Los cementerios
No ha cesado la lluvia; desde la oscura veranda del santuario los jardines
parecen disolverse; y hacia la tarde, poco queda ya por descubrir de su
cuidada indiferencia.
La discreta torcedura de las ramas, las sogas invisibles que comban los
arbustos, los pasos desgranados en guijarros, se distinguen con la
misma claridad de su ficción.
Lejos de los portones, las luces tempranas de las casas del fondo demoran
la silueta de las tumbas, de las tablillas escritas que dan a sus ventanas.
No es demasiado el peso de la lluvia; sobre las tejas pavonadas o cenizas
corren hilos de agua que tardan en caer sobre otras tejas rotas,
amontonadas en el suelo.
Un tiempo acaso, que diríase inmóvil, aísla cada hoja, cada poro de tierra,
cada gota deslizada en las rendijas y los hace brillar por un instante,
como si nada más hubiera.
Un mismo tiempo en el que todo parece recortado de algún paisaje
enorme, de alguna cordillera filtrada por la niebla, sin envés y sin sombra
un paisaje distante donde apenas se vislumbra construcción o aliento, o un
sólo trazo desvaído y breve iluminando el techo de una casa en las faldas.

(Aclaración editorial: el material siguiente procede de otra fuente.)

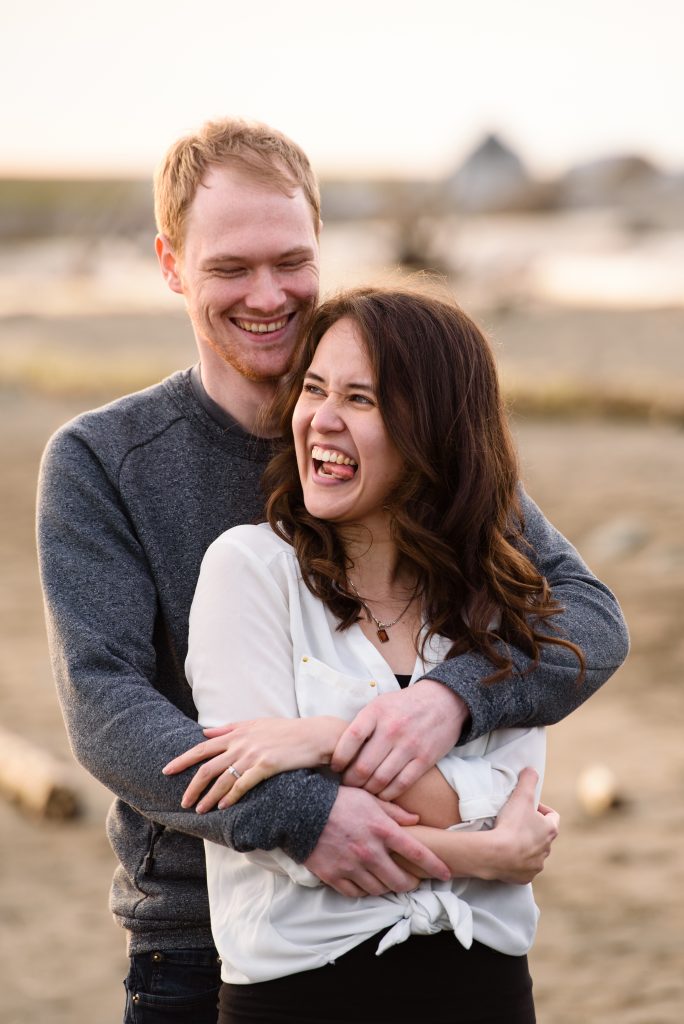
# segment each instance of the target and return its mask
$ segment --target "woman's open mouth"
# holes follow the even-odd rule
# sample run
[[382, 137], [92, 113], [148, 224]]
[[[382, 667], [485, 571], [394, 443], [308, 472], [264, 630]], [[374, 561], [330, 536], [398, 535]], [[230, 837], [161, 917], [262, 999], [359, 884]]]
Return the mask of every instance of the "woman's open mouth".
[[358, 469], [355, 459], [343, 452], [336, 452], [335, 449], [323, 449], [318, 444], [311, 449], [311, 459], [316, 476], [350, 480]]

Detrás de la veranda alguien habrá de estar, o nadie; de las puertas
cerradas, del opaco esmeril de los cristales, sólo se advierte el reflejo
de la lluvia.
En las urnas, al pie de los sepulcros, se compacta la arena ennegrecida por
los restos de incienso, y algo de pétalos y barro da en flotar en la boca
de los tiestos vacíos.
No hay estatuas, ni bustos, ni mármoles crispados, sólo volúmenes
geométricos pulidos en piedra, casi mudos, casi repetidos, inútiles para
la pasión o el sufrimiento.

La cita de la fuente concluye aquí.